石井 僕の前の経営陣が少しずつやっているところもありました。経営には順番がありますが、そこは一歩一歩やっていきます。報酬については、金銭的な部分と非金銭的な部分があります。待遇改善で一時的に金銭的な報酬を与えたとしても、結局、仕事のできる社員にならないと、次のキャリアで困ってしまう。僕はなるべく個人の能力を引き上げて、例えザスパを離れて次の会社に移ったとしても、そこで活躍できるようなスキルを与えてあげたいと心掛けています。

――それができれば、いい人材がクラブに集まってきそうですね。

石井 株式会社メルカリの小泉文明会長(株式会社鹿島アントラーズ・エフ・シー代表取締役CEO)は、「J1の鹿島であってもなかなか茨城までいい人材は来てくれない」と悩んでいるという話を聞いたことがあります。僕の感覚だと、「群馬はすぐそこ」と思うんです。確かに群馬に優秀な人材がポンポン来るかと言うと、「そこは東京の企業とは違うな」と感じているところです。ただ、群馬まで来てくれた人というのは、ある種の「腹が座っている」と思っていますので、逆を言えば良いセレクションになっているのかなと。本当に人を採るのは簡単ではないのが実情です。待遇もまだよくないかもしれない。環境もまだ整っていないかもしれない。オフィスも寒いかもしれない。試合運営は大変かもしれない。でも自分がやりたかったことがここでやれていると感じてほしいし、ここでしかできない仕事ができる充実感を味わってもらいたい。社員一人ひとりがそうできるように環境を整えることが、僕の社長としての使命だと思っています。

――COO(Chief Operating Officerの略で、最高執行責任者のこと)として、ザスパを創設した一人でもある鈴木健太郎さんが今年、クラブに戻りました。2007年にクラブを離れた後、外資系金融機関や日本マイクロソフト株式会社、株式会社ファーストリテイリングで人事部門の経験を積んできたと聞いています。彼の存在は、優秀な人材を採用する、人を育てるという面でもクラブにとって大きな力になりそうですね。

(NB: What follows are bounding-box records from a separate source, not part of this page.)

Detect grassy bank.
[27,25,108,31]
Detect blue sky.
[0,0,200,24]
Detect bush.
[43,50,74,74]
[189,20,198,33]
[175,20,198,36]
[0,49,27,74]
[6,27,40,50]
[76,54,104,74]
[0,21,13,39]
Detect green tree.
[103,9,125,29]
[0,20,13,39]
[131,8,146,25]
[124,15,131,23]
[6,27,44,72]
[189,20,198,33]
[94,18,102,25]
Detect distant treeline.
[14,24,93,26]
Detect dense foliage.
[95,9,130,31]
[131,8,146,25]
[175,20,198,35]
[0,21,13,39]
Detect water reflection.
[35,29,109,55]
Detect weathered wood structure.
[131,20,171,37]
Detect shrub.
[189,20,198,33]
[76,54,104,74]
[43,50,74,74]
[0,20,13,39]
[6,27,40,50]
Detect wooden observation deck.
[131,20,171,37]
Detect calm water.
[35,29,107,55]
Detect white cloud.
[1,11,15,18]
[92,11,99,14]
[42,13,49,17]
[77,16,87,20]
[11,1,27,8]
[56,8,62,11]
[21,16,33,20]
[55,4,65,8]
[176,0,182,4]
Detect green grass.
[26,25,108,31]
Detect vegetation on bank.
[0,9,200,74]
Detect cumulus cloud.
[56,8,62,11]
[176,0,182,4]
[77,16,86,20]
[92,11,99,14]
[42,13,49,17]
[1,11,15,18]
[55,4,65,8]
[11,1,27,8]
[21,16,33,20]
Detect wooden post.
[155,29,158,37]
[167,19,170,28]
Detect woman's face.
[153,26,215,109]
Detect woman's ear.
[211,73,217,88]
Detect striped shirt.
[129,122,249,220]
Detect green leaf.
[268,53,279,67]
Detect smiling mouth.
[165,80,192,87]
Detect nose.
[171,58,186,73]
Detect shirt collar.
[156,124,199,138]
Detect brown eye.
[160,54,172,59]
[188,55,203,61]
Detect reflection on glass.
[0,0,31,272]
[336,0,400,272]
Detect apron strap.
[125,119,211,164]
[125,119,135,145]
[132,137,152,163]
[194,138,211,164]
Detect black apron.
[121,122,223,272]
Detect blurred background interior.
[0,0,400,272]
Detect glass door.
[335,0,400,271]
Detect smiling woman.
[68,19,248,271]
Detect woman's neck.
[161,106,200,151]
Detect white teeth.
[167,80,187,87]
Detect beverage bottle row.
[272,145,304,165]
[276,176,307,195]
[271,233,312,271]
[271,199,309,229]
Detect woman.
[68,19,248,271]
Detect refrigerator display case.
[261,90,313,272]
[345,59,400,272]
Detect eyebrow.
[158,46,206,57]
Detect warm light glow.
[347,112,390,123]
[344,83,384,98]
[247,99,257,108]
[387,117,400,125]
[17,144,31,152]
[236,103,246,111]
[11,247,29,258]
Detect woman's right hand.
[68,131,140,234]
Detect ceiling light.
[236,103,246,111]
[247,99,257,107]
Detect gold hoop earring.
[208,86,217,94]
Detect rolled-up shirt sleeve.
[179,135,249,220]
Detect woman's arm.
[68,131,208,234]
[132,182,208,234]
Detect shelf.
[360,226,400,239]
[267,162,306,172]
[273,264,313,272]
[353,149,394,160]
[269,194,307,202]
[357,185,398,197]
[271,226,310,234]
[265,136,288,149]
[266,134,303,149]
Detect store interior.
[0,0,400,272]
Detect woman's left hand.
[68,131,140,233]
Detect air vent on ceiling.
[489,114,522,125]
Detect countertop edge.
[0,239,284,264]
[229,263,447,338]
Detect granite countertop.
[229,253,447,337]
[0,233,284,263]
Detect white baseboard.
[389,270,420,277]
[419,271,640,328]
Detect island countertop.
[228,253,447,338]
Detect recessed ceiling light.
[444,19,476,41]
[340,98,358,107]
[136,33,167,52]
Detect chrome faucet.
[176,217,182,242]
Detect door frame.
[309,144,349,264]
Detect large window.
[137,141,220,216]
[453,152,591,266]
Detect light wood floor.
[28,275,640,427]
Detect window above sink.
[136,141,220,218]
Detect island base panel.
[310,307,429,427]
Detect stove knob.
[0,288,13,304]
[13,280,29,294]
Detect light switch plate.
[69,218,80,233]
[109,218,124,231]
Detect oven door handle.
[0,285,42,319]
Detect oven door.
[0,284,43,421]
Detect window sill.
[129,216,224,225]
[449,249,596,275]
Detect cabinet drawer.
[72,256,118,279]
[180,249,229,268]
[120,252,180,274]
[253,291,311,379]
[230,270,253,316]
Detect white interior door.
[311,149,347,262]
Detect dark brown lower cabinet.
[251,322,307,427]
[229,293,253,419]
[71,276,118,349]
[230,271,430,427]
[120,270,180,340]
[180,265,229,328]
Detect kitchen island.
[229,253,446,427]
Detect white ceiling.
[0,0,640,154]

石井 そうだと思っています。それに、クラブの始まりのストーリーを持っているのは大きいんです。サッカービジネスは、人を育てて、その育てた人に活躍してもらわなければなりません。それは選手だけでなく、スタッフもそう。そこで生まれるものは、「ストーリー」と「場」と「つながり」だと思うんです。それを作る上で、最初の(クラブの)ストーリーを知っている人がいるのはクラブを経営するに当たり、すごく重要なところだと思っています。

<2>に続く。2月25日掲載予定。

■プロフィール
石井宏司(いしい・こうじ)
1969年7月3日生まれ、大分県出身。東京大学大学院を卒業後、リクルート、野村総合研究所、日本女子プロ野球機構、スポーツマーケティングラボラトリー勤務を経て、2019年に株式会社ミクシィに入社。スポーツ事業部長などを歴任し、Bリーグの千葉ジェッツふなばしの経営強化に携わったほか、東京フットボールクラブ(FC東京)のマネジメントダイレクター、グローバル推進本部長などを兼務。経営コンサルティングの経験もあり、事業再生や新規事業の立ち上げにかかわった。J1でのビジネス経験を買われ、2022年2月株式会社ザスパの代表取締役社長に就任した。